This Article From Issue
July-August 2002
Volume 90, Number 4
DOI: 10.1511/2002.27.0
To the Editors:
Three general problems complicate attempts to determine the true time of the rudists' disappearance using data from the fossil record ("The Rise and Fall of Rudist Reefs," March–April): Not all reefs are fossilized, not all fossilized reefs are discovered, and dating fossils involves uncertainty. In the case of the late Cretaceous, there is also a specific problem in that falling sea levels may have led to systematic reef destruction via exposure and weathering.
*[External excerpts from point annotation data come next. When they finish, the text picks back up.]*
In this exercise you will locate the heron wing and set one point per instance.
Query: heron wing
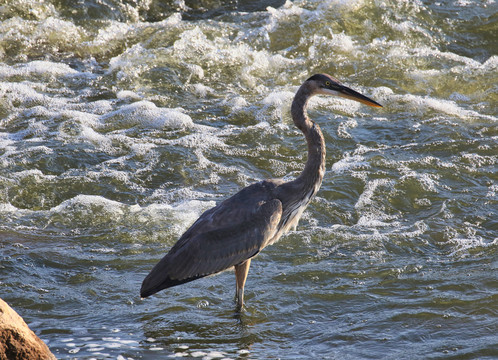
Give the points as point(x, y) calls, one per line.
point(224, 236)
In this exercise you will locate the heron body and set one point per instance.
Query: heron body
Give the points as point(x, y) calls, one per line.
point(233, 232)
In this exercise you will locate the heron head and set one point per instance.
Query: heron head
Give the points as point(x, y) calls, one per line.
point(328, 85)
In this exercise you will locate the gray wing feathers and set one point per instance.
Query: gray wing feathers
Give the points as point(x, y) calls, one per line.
point(224, 236)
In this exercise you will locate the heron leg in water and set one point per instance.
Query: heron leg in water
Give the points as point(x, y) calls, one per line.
point(241, 272)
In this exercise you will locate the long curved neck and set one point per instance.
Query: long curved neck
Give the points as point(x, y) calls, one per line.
point(312, 175)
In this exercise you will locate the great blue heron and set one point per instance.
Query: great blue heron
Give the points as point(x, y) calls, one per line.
point(236, 230)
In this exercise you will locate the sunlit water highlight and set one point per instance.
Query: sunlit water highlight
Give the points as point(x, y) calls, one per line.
point(120, 123)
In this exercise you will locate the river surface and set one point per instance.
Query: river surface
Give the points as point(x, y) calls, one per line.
point(121, 122)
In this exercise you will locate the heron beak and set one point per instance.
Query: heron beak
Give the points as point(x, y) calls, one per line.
point(348, 93)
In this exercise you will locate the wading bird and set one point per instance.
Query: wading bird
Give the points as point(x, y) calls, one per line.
point(233, 232)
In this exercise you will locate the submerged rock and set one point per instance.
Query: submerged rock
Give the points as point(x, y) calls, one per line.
point(17, 341)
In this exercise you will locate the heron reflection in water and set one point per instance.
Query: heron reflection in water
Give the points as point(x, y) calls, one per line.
point(236, 230)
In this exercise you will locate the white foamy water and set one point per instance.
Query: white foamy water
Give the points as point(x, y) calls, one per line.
point(121, 123)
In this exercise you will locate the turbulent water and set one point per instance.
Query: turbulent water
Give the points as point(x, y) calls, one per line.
point(121, 122)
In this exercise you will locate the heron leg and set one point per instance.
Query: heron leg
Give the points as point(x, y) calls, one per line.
point(241, 272)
The most reasonable interpretation of the apparent disappearance of the rudists less than a million years prior to the Cretaceous-Tertiary boundary is that it is an artifact resulting from incomplete data, and that they actually went out together with the dinosaurs. To believe otherwise one must posit that by coincidence, two very rare extinction processes occurred nearly simultaneously due to independent causes, which is an improbable scenario.
Alan Wolfe
San Francisco, California
Dr. Johnson replies:
The causes of major extinction events tend to be controversial. The terminal Cretaceous demise of rudist bivalves and dinosaurs is no exception. It is true that fossil dating involves uncertainty and that falling sea levels may have led to systematic reef destruction, but coral-algal reefs and carbonate platforms continued to develop across the extinction boundary in several areas of the world. My article implies that the extinctions of both the rudists and the dinosaurs occurred prior to the meteorite impact that struck the Earth in the Yucatan Peninsula. It is possible that the rudists actually went out with the dinosaurs due to a single causal mechanism. However, we have yet to conclude on one mechanism that accounts for the extinction of all the groups that died out at the Cretaceous-Tertiary or other major extinction boundaries.